Think about it: When a church says they want to experience growth, they often hire staff members who are highly motivated to reach people fast. Those staff members start bringing in more people and the church feels excited—but then things get messy. The church needs to start more groups to accommodate the growth, so they recruit more leaders. Some of those leaders may be pretty new to the church and perhaps aren’t as spiritually mature as leaders should be. The results aren’t good: In one group, there’s poor teaching that leads some group members to believe incorrect doctrine. In another group, there are two singles who have started sleeping together. In yet another group, several group members have started fighting, and the group leader doesn’t know how to stop it. Suddenly the staff member in charge of groups is brought before the board and reprimanded for doing a poor job.

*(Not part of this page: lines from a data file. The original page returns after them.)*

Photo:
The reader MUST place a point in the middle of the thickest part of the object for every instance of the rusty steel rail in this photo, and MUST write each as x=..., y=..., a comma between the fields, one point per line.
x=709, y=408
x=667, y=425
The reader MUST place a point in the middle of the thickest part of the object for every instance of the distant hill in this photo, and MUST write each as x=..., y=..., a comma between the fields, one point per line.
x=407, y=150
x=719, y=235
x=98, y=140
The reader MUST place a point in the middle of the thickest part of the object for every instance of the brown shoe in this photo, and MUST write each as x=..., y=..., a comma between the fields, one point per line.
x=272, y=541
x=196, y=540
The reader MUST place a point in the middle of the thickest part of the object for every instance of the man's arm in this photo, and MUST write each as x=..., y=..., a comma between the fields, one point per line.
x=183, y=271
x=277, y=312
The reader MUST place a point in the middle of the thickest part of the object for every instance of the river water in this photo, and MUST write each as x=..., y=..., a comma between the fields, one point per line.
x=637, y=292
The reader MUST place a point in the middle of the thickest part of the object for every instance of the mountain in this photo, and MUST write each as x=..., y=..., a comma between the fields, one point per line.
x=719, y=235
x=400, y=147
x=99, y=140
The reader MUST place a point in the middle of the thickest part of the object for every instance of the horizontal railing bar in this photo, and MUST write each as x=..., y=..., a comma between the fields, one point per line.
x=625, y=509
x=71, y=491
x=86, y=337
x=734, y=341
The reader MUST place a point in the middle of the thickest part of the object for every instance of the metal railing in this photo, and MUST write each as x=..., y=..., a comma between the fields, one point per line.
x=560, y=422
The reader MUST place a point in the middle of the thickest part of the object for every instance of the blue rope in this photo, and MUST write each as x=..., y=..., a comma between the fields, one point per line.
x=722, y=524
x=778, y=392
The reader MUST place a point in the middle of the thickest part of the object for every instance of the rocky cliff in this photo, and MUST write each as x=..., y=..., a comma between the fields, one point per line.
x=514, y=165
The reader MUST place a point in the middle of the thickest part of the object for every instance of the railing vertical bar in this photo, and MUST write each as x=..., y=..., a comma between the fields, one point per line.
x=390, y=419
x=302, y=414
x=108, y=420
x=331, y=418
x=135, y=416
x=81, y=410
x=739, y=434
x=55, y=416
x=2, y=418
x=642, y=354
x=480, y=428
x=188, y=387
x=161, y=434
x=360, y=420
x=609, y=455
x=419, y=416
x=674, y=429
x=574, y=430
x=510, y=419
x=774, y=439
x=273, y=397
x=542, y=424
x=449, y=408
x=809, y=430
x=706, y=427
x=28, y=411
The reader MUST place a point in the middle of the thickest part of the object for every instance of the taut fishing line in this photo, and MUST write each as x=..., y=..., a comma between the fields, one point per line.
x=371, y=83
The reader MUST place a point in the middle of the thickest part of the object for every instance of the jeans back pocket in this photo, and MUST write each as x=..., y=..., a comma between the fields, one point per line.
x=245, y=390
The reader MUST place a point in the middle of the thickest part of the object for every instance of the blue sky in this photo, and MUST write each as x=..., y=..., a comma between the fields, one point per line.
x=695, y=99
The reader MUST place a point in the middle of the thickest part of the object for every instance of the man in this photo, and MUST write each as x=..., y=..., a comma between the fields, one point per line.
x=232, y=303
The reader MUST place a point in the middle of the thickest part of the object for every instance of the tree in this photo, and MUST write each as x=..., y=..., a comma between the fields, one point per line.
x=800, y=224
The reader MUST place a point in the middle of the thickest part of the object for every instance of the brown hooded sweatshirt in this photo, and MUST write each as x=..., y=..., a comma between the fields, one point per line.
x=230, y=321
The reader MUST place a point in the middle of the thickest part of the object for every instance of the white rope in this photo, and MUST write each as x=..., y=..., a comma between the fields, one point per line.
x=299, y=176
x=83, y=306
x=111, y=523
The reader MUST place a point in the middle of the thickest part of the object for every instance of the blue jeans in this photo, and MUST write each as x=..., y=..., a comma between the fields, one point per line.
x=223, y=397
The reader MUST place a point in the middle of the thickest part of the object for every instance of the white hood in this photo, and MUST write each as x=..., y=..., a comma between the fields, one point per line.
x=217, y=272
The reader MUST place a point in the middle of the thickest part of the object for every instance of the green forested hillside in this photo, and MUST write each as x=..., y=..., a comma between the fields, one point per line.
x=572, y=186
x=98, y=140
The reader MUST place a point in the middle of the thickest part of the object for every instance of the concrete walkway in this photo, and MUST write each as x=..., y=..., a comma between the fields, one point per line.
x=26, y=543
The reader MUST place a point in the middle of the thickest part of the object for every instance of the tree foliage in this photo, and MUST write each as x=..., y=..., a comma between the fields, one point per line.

Nine times out of ten, the problem in this kind of scenario is not the staff person—it’s mindset. Church leaders want their churches to grow fast, but they don’t want things to feel messy and out of control. The reality is simply difficult to swallow: rapid growth and controlled growth are like oil and water; they don’t mix. Church leaders must determine which is of greater value: growth or control. Of course, we all want some of both, but your church must decide which of the two you value more.

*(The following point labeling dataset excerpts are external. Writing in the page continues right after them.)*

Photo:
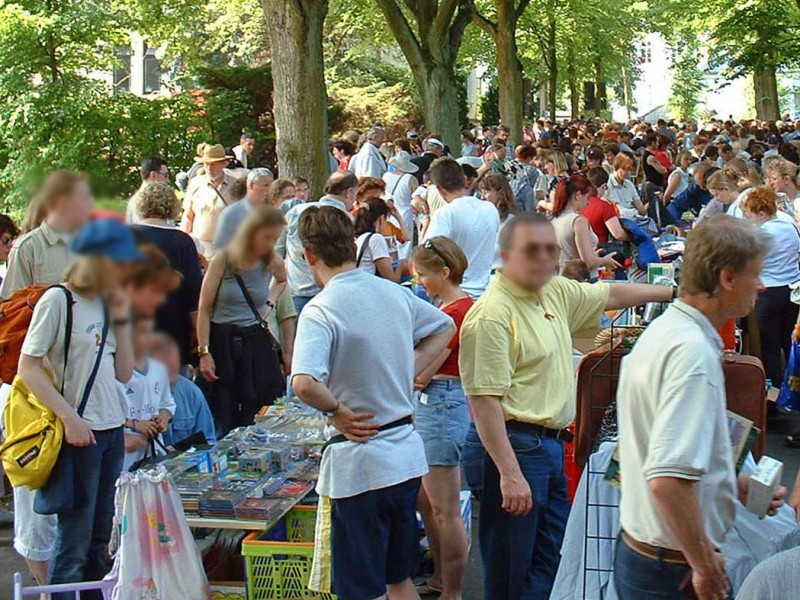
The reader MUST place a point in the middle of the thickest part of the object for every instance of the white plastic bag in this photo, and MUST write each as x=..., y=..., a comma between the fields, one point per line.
x=156, y=557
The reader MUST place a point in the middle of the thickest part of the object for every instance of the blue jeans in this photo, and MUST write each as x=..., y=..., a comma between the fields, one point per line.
x=83, y=535
x=521, y=554
x=300, y=303
x=637, y=577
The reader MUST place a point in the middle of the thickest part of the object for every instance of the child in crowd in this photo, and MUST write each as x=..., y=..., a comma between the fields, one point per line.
x=148, y=401
x=192, y=415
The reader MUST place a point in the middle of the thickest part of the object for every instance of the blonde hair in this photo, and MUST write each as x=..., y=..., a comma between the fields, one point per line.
x=87, y=275
x=439, y=253
x=725, y=179
x=157, y=200
x=559, y=161
x=781, y=166
x=241, y=247
x=59, y=183
x=719, y=243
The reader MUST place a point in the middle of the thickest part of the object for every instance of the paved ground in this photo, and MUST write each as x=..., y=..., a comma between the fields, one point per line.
x=779, y=427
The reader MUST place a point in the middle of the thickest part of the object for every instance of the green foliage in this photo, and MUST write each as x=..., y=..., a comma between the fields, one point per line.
x=687, y=84
x=490, y=104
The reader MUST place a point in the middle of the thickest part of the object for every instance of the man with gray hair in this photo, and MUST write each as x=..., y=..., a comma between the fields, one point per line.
x=369, y=162
x=679, y=484
x=259, y=188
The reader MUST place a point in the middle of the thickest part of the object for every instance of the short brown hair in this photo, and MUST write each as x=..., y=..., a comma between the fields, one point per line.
x=716, y=244
x=339, y=182
x=439, y=253
x=158, y=201
x=761, y=200
x=328, y=233
x=447, y=174
x=510, y=228
x=154, y=270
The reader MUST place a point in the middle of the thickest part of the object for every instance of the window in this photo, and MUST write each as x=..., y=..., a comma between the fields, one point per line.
x=152, y=72
x=122, y=70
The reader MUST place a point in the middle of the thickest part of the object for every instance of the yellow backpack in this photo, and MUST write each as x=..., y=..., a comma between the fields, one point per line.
x=33, y=432
x=34, y=438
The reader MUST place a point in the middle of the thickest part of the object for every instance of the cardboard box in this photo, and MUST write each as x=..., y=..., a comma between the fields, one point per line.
x=763, y=483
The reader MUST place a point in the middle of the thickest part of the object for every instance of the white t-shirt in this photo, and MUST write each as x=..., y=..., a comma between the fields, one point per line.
x=334, y=343
x=473, y=225
x=45, y=338
x=145, y=395
x=673, y=423
x=376, y=249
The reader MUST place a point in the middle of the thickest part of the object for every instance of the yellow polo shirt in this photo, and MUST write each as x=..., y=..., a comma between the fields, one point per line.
x=517, y=345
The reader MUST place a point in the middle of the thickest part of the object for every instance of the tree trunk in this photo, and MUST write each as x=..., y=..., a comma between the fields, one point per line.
x=552, y=67
x=574, y=94
x=300, y=97
x=766, y=92
x=439, y=93
x=509, y=70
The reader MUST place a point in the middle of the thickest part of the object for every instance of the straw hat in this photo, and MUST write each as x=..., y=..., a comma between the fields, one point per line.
x=402, y=162
x=212, y=153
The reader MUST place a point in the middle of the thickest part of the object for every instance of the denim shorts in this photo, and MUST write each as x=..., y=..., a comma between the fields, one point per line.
x=443, y=421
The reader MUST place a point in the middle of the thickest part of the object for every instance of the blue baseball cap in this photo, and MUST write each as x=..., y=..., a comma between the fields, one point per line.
x=107, y=237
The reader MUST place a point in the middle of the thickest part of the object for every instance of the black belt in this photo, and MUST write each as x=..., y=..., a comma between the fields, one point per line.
x=563, y=435
x=339, y=438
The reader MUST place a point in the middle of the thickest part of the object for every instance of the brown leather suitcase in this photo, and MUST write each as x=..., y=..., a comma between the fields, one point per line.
x=598, y=376
x=745, y=389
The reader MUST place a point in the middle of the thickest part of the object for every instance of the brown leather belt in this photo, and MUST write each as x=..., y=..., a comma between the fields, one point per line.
x=666, y=555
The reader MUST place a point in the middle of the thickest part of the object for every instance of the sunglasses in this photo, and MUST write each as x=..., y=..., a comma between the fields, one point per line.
x=429, y=245
x=532, y=251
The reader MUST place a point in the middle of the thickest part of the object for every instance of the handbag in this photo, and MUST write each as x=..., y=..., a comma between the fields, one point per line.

Controlled Growth Strategy
We often hear the word “control” and attribute negative notions to it. For instance, we may associate it with being a control freak, or we may think control is unspiritual because it means we’re not trusting God. But control can be a good thing. For instance, it takes a level of control to effectively steward our ministry resources well. Shepherding others, too, takes a measure of control as we think strategically about how best to minister to people. Consider: You can’t protect the sheep against false teaching without monitoring what is being taught. You can’t ensure that trained leaders are in place without controlling how they’re trained. So controlled growth is not unspiritual or negative. It’s a very positive approach in small-group ministry. Having a controlled growth strategy simply means leading a small-group ministry to grow steadily over a long period of time while ensuring sound doctrine, leader training, leader care, and church members’ spiritual health.
Rapid Growth Strategy
Rapid growth often sounds really positive and exciting. After all, rapid growth is what gets written about in church leader magazines and websites. Rapid growth stories seem to go viral, and pastors of rapidly growing ministries often become ministry celebrities. Sounds exciting—like an amusement park ride.
But how excited would you be about a roller coaster, if halfway through the ride your harness suddenly failed? Even if the beginning of the ride was exhilarating, the remainder would be terrifying, and you’d be exhausted and traumatized by the end. That’s what it’s often like being part of a fast-growing ministry.